If the first two sections focus on current theoretical debates about biometrics, the third section focuses more on historical aspects of biometrics. The increasing deployment of biometrics in the twenty-first century has certainly reflected current scholarly interests in the politics of biometric identification and surveillance. Yet, biometrics is new neither, in the words of Manuel Castells (2010), to ‘the Information Age’, nor to the context of the War on Terror. In this section, I will survey social approaches to the Western history of biometrics – including Simon A. Cole’s (2001) seminal work on the history of criminal identification, as well as Joseph Pugliese’s (2010) recent response to Cole’s history in the light of digitised biometrics – that

elucidate its inextricable relations with race and racism. Here I will also identify the limits of extant analyses in both geographical and historical terms.

The fourth section then turns to the Japanese context in order to explore the possibility of overcoming these limits in view of its peculiar historical and geographical location. Two specific contexts will be focused upon in this section: race and racism in Japan and its history of politics through biometrics. Among a number of scholars, Michael Weiner has contributed to the literature on race and racism in Japan. The analysis of racism in Japan questions the adequacy of the dialectic of European racism (i.e., the European Self and the non-European Other) and of the politics of the colour line (Du Bois 2007: 15) for the studies of race and racism beyond the Western history. This is because the Japanese politics of race, they argue, cannot be succinctly configured in these formats (Sakamoto 1996; 2004; Weiner 1995; 2004; 2009b).
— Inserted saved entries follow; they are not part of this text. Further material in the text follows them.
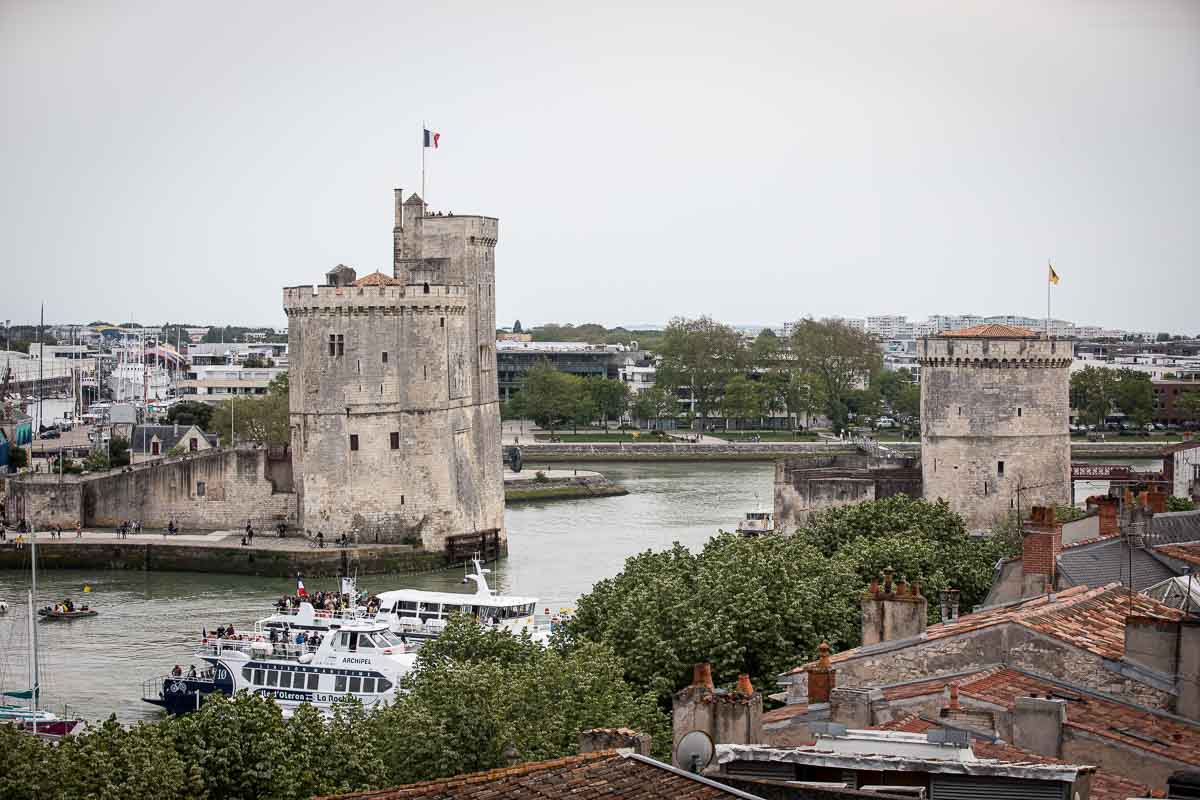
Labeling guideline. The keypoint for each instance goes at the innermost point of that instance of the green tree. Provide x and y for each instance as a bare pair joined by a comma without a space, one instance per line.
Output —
742,400
701,355
1092,390
610,398
119,452
550,397
763,605
840,359
655,403
263,419
191,413
1134,395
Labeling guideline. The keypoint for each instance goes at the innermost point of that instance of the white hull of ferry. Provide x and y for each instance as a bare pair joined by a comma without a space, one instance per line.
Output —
127,383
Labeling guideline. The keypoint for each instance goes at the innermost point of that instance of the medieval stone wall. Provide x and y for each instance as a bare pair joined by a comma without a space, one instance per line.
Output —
994,416
395,422
219,489
804,486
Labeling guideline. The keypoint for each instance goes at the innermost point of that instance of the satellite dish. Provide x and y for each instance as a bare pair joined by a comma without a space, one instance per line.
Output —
695,751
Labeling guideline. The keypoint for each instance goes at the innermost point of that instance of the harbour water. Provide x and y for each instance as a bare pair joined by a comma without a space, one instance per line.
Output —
150,621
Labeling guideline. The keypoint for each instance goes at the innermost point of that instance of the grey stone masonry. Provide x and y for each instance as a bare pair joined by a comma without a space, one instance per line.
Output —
994,415
394,410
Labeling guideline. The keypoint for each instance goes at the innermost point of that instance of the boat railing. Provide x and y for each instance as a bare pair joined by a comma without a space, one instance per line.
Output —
257,647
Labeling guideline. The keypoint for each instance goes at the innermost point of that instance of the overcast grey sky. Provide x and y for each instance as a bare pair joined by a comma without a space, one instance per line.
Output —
184,161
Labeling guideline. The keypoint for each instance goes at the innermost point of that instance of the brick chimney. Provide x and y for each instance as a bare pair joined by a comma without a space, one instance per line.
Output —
727,717
949,603
1041,545
1109,510
893,611
1037,725
601,739
822,677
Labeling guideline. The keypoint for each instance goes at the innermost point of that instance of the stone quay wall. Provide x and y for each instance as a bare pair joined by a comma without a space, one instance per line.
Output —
171,557
211,491
995,415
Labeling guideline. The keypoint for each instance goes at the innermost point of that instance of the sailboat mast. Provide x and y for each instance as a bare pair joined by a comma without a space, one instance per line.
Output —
35,684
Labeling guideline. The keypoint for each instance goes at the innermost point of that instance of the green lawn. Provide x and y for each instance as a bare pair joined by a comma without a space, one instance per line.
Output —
595,437
765,435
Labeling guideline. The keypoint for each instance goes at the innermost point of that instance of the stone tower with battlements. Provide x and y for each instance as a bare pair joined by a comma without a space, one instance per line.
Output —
394,410
994,421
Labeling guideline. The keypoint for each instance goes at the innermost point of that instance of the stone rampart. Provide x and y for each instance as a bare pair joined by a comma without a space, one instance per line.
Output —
171,557
211,491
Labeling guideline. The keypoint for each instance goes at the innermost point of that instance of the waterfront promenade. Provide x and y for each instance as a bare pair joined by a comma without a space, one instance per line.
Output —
219,551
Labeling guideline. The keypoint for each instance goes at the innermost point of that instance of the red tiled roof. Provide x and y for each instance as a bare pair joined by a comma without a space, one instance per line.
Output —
934,685
785,713
377,280
1090,619
1187,552
1119,721
605,775
1105,786
994,330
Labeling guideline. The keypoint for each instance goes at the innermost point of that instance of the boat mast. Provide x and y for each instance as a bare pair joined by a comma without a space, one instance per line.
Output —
35,689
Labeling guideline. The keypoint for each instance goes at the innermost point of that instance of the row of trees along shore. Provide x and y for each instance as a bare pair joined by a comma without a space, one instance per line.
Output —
480,699
823,367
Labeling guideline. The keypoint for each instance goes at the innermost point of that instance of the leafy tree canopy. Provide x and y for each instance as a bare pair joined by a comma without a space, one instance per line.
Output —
763,605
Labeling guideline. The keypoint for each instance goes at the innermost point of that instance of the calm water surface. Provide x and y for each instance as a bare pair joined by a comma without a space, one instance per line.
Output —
150,621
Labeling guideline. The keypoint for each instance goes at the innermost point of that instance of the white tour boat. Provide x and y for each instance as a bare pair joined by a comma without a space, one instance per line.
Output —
419,615
757,523
294,657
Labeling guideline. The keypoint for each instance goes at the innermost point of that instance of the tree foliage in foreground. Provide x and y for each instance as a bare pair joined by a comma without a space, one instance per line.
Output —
475,698
762,605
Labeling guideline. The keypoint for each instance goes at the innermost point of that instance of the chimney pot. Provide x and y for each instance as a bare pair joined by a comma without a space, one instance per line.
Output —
702,677
954,698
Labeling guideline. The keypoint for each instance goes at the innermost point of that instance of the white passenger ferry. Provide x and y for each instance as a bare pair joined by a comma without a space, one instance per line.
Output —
294,659
419,615
757,523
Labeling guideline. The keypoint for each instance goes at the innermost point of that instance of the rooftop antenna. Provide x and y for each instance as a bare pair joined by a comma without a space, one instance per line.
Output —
695,751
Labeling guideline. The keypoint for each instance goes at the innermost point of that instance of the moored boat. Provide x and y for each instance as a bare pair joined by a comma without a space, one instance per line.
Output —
757,523
52,613
294,662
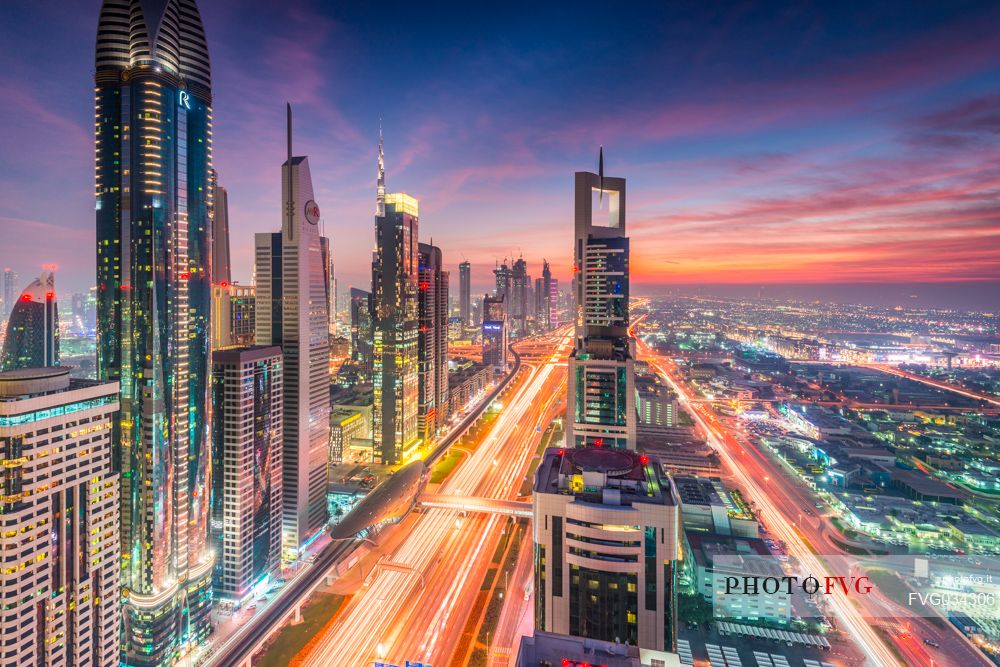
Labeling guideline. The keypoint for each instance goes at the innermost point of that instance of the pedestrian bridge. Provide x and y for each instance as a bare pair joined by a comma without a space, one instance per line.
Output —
475,504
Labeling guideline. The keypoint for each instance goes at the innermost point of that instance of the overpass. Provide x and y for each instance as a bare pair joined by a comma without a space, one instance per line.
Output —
512,508
239,648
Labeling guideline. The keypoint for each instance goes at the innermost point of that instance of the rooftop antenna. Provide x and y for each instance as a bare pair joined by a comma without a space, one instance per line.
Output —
289,203
600,173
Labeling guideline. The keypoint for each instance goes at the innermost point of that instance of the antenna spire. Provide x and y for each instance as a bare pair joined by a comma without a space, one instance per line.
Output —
600,172
380,187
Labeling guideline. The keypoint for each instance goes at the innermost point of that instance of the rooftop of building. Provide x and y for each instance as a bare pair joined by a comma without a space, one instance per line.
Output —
554,649
604,475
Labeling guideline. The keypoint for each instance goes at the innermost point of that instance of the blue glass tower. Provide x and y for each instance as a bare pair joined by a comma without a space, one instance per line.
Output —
153,126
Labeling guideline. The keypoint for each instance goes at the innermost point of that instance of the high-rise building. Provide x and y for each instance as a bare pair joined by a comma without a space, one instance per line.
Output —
33,327
395,372
503,283
221,263
544,297
246,459
465,293
361,331
432,346
553,304
233,315
655,403
607,535
291,311
153,127
59,585
495,332
601,405
9,290
330,280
Their works contest the ‘general law’, as it were, of modern (European) racism, and are indicative of the complexity that is inherent in racism at the global scale. Second, the literature on biometrics, especially on fingerprinting, in the Japanese context contributes not only to a scientific racial demarcation in a non-Western context. It also helps to investigate an historical gap in the Western literature on biometrics that tends to leap from biometrics as a colonial science to biometrics as an information technology, especially in the context of the War on Terror. The section shows that the history of biometrics in Japan unveils that fingerprinting control was fully deployed to monitor former colonial subjects – most notably, the Korean population – after the dissolution of the empire, the deployment that had been operational throughout the second half of the twentieth century.
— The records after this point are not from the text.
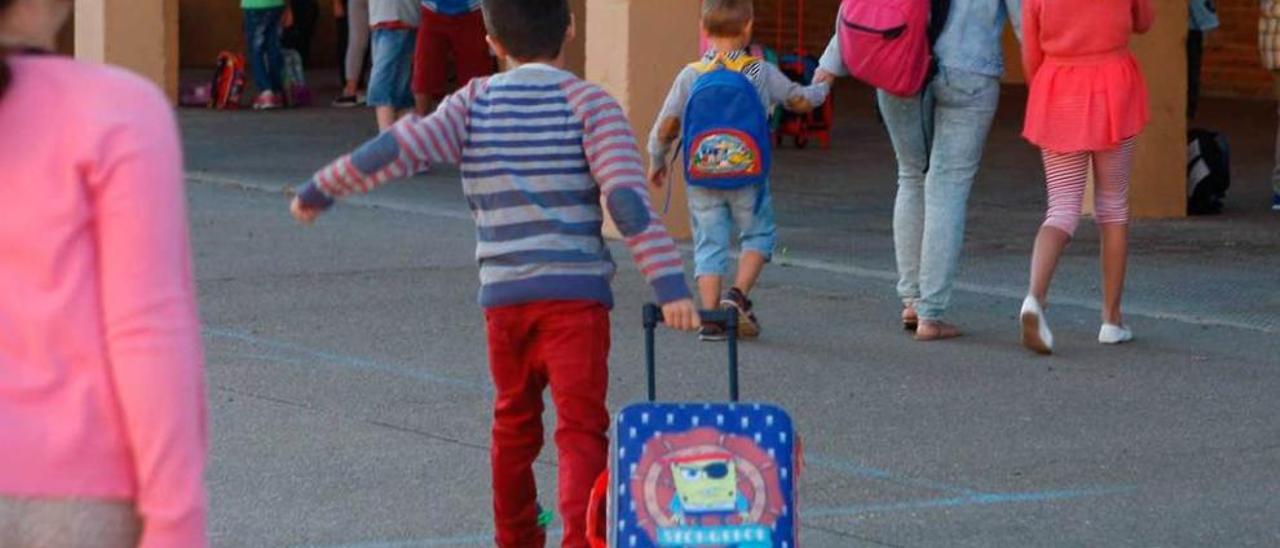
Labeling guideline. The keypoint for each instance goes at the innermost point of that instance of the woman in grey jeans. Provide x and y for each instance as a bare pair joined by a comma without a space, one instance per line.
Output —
933,182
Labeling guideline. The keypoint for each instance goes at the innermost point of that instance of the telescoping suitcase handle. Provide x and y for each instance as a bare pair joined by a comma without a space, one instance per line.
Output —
653,316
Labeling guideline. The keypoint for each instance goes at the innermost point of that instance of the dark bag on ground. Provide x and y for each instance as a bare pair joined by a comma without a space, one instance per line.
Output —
1208,172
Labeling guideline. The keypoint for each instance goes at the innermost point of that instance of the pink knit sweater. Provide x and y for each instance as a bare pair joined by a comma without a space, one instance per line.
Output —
101,389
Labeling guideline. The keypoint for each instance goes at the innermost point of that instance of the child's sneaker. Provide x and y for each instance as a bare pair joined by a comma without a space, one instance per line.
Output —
346,101
712,332
268,100
748,327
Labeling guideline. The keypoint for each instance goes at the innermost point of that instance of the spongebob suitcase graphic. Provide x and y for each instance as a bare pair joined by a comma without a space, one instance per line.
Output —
699,474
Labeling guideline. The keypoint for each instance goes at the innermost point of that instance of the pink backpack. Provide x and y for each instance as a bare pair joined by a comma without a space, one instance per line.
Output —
887,42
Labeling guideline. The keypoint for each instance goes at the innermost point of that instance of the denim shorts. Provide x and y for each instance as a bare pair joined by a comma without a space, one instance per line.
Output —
716,214
393,68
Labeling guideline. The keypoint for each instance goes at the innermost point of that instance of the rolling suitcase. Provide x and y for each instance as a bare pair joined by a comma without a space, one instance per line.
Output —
698,474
At the same time, albeit rich in its historical context, these works on the Japanese context are theoretically underdeveloped to a greater extent: on the one hand, the

critique of race and racism is predominantly based on the critique of ideology; and on the other hand, biometrics has been problematised predominantly at the level of the concept of human rights. Towards the end of this chapter, I will problematise these interpretations and argue that the inevitable consequence of these interpretations for understanding of biometrics is the conceptual separation between politics and technology, an inability to conceptualise biometric technology as constitutive of politics. The discussion of the Japanese context aims to open up the scope for this thesis’s investigations in the light of the biopolitics of security, that is, to develop a study of the history of biometrics at the level of racial government.